To implement Google’s Firebase Machine Learning— Cloud Vision’s text recognition API with Flutter for developing a simple Android Optical Character Recognition application.
What is Google’s Firebase Machine Learning?
Firebase Machine Learning is a mobile SDK that brings Google’s machine learning expertise to Android and iOS apps in a powerful yet easy-to-use package. Firebase ML provides convenient APIs that help you use your custom TensorFlow Lite models in your mobile apps.
Firebase ML provides two key capabilities around on-device custom models:
- Custom model deployment: Deploy custom models to your users’ devices by uploading them to our servers. Your Firebase-enabled app will download the model to the device on demand. This allows you to keep your app’s initial install size small, and you can swap the ML model without having to republish your app.
- AutoML Vision Edge: This service helps you create your own on-device custom image classification models with an easy-to-use web interface. Then, you can seamlessly host the models you create with the service mentioned above.
Read more about Firebase Machine Learning.
What is OCR?
OCR stands for Optical Character Recognition, it used to recognize the characters from pictures and subsequently that text can be used to create digital copies of image that are easy to read by the computer/machine.
It is the electronic or mechanical conversion of images of typed, handwritten or printed text into machine-encoded text, whether from a scanned document, a photo of a document, a scene-photo or from subtitle text superimposed on an image.
Applications of OCR :
In today’s world everything is digital. OCR engines have been developed into many kinds of domain-specific OCR applications, such as receipt OCR, invoice OCR, check OCR, legal billing document OCR.
Some applications of OCR include-
- In airports, for passport recognition and information extraction
- Automatic insurance documents key information extraction
- Traffic sign recognition
- Extracting business card information into a contact list
- More quickly make textual versions of printed documents
- Make electronic images of printed documents searchable, e.g. Google Books
- Converting handwriting in real-time to control a computer (pen computing)
- Assistive technology for blind and visually impaired users
- Automatic number plate recognition
Tools / Requirements:
IDE: Android Studio / VS Code with Flutter package
Language: Dart, Kotlin
Plug-ins / API : Firebase ML’s Cloud Vision’s text recognition API
Make sure you have downloaded one of the required IDEs and integrated it with Flutter.
We will use the default application that Flutter builds and tailor it to fit our objective which is to build a simple Optical Character Recognition Application. By making the necessary changes in the basic structure of the Android application, the UI/UX of your application should look closely like this :
Now moving on to Firebase integration, use a Google account to login into the Firebase console and create a Firebase project and configure it and add the Firebase to the android project.
Next, deploy the Cloud Function to bridge your app and the Cloud Vision API. Add Firebase Auth to the app and finally add necessary dependencies to your application.

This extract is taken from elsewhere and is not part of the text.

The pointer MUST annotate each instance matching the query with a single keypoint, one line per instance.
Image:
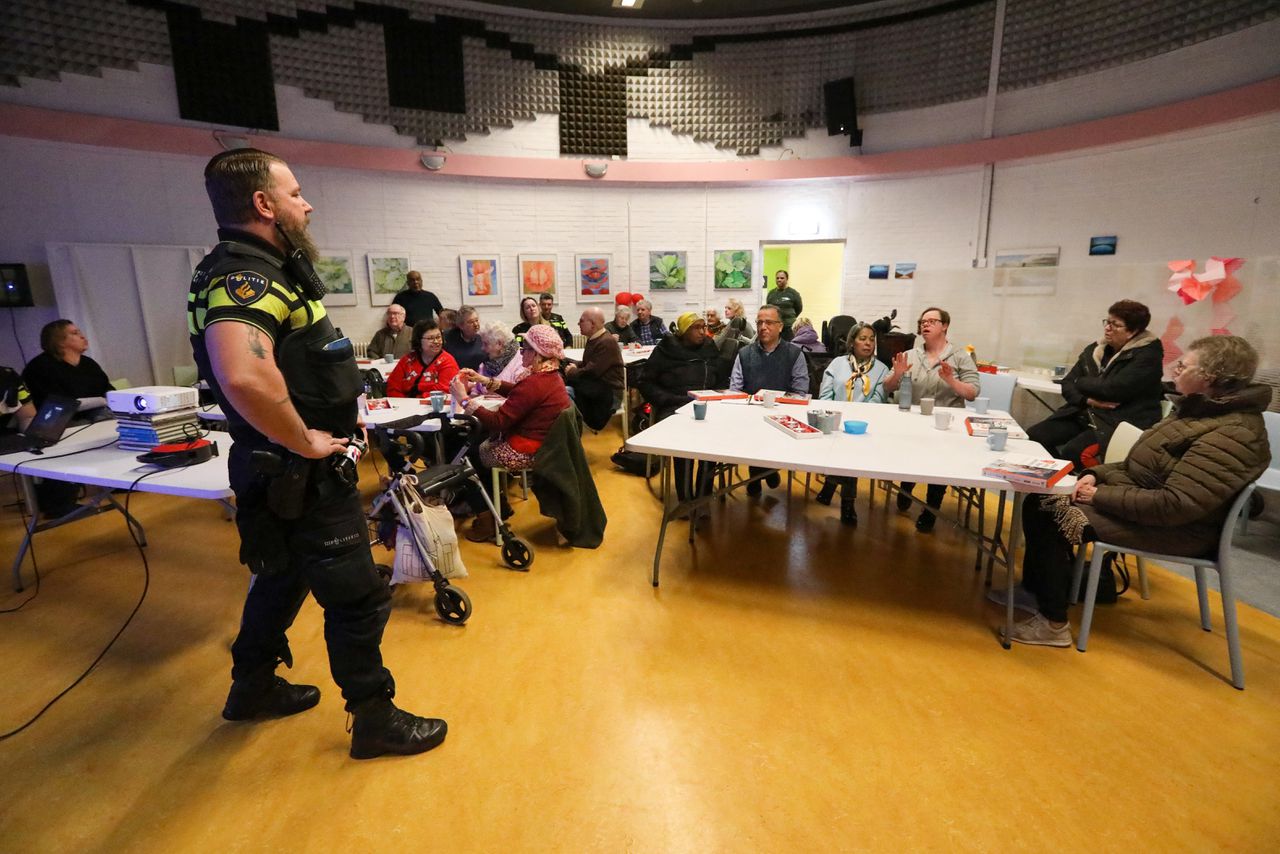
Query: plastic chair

The Vision API can detect and extract text from images. There are two annotation features that support optical character recognition (OCR):
TEXT_DETECTIONdetects and extracts text from any image. For example, a photograph might contain a street sign or traffic sign. The JSON includes the entire extracted string, as well as individual words, and their bounding boxes.

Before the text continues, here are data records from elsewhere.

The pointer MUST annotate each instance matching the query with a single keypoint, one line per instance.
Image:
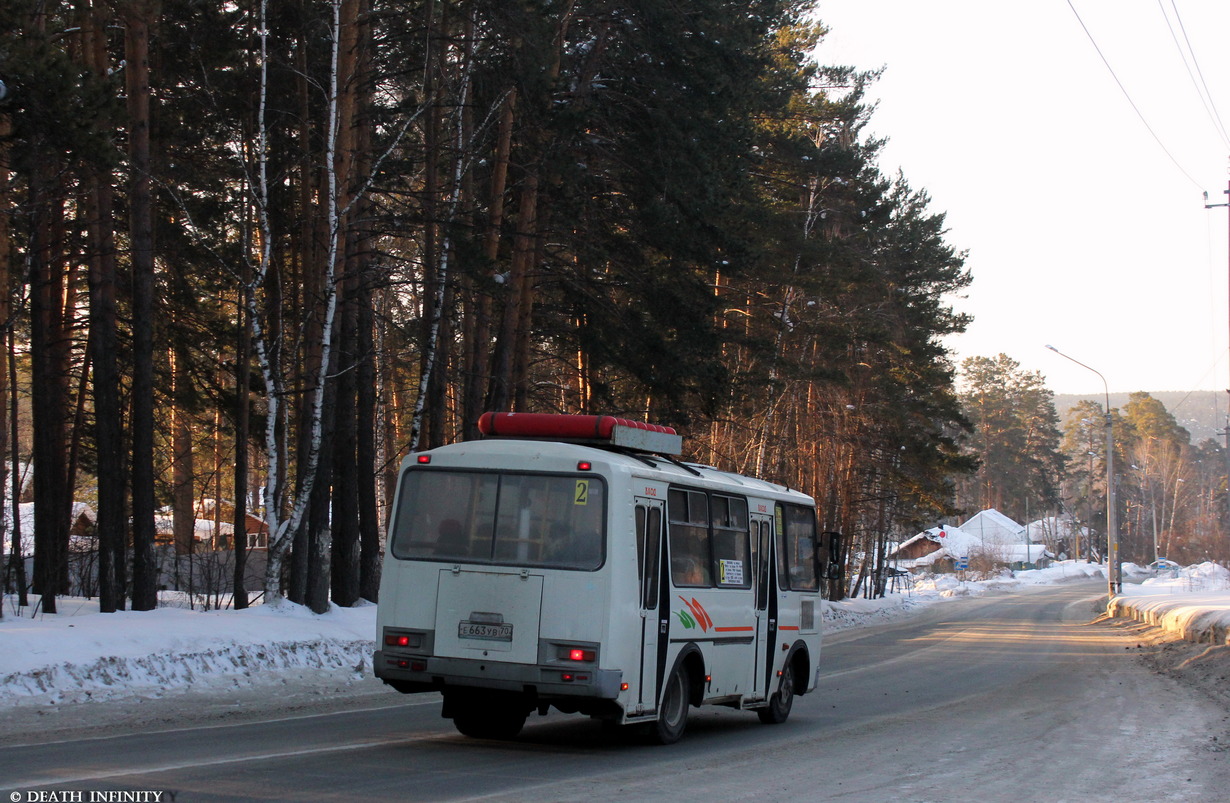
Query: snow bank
(83, 654)
(1193, 603)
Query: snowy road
(1001, 697)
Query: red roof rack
(589, 429)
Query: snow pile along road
(1192, 603)
(89, 656)
(81, 654)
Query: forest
(1170, 493)
(253, 253)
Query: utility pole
(1226, 431)
(1113, 567)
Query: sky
(1085, 226)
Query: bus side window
(689, 539)
(731, 542)
(648, 547)
(761, 561)
(796, 544)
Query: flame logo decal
(698, 613)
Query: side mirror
(828, 555)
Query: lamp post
(1113, 568)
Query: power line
(1206, 96)
(1133, 103)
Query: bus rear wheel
(673, 711)
(781, 702)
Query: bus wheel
(493, 722)
(673, 711)
(781, 702)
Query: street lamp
(1114, 569)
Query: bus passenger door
(761, 565)
(654, 614)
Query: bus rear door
(761, 546)
(654, 614)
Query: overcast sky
(1081, 229)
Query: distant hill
(1202, 412)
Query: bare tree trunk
(183, 514)
(19, 553)
(49, 391)
(242, 403)
(138, 19)
(15, 555)
(103, 342)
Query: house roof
(952, 541)
(993, 526)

DOCUMENT_TEXT_DETECTIONalso extracts text from an image, but the response is optimized for dense text and documents. The JSON includes page, block, paragraph, word, and break information.
Create the image using bitmap function to process the image and create the JSON request to invoke the cloud function using any one of the above annotations and store the recognized text found in the
fullTextAnnotation object in the desired format preferably string.
val annotation = task.result!!.asJsonArray.asJsonObject["fullTextAnnotation"].asJsonObject
The text then can be used to copy and paste it in other applications which can be done by creating another function in the android application to do so.
In this way you can build your own OCR scanner by implementing Google’s Firebase Machine Learning — Cloud Vision’s text recognition API with Flutter.
GitHub repository for the application: https://github.com/AmimaShifa/scan_text_from_image
Note: Although the Firebase ML toolkit that was used to build the application in the above GitHub link got deprecated recently but the functions can still be used for reference.